HR: heart rate; LVP: peak left ventricular pressure; dPdt: maximum of the first derivative of left ventricular pressure; WTant: systolic wall thickening of the anterior wall; CBF: mean LAD coronary inflow.

*

p<0.05 vs. baseline.

Anterior systolic wall thickening was slightly decreased at 10 min after injection of the embolizing particles (31.7±3.8% vs. 28.1±3.8%, n.s.). Coronary blood flow at 10 min after microembolization was increased from 38.6±3.6 to 53.6±4.3 ml·min−1 (p<0.05) with a peak flow of 59.5±4.3 ml·min−1 at 3.2±0.4 min after microembolization.
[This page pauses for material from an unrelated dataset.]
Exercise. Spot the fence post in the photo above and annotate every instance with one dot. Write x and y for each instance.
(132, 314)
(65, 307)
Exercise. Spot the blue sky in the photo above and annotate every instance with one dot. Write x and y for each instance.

The area at risk was comparable between the groups (Fig. 4). In group 1 following 90-min severe myocardial ischemia and 120-min reperfusion, infarct size averaged 17.0±3.2%. Ischemic preconditioning by 10-min ischemia and 15-min reperfusion reduced infarct size following 90-min ischemia and 120-min reperfusion to 2.6±1.1% (p<0.05 vs. groups 1 and 3) and the relationship between infarct size and subendocardial blood flow was shifted downwards, with a smaller infarct size at a given subendocardial blood flow (p<0.05 ANCOVA; Fig. 5).

Fig. 5

Linear regression between subendocardial blood flow and infarct size. With microembolization, the regression line was shifted upwards towards higher infarct size at a given subendocardial blood flow. With ischemic preconditioning, infarct size at a given subendocardial blood flow was reduced.

Fig. 4

Area at risk, infarct size, and regional subendocardial blood flow. There were no significant differences between the three groups in subendocardial blood flow and area at risk. Infarct size was reduced by ischemic preconditioning in group 2. (Group 1: 90-min ischemia/2-h reperfusion; Group 2: 10-min ischemia/15-min reperfusion followed by 90-min ischemia/2-h reperfusion; Group 3: Coronary microembolization followed by 90-min ischemia/2-h reperfusion).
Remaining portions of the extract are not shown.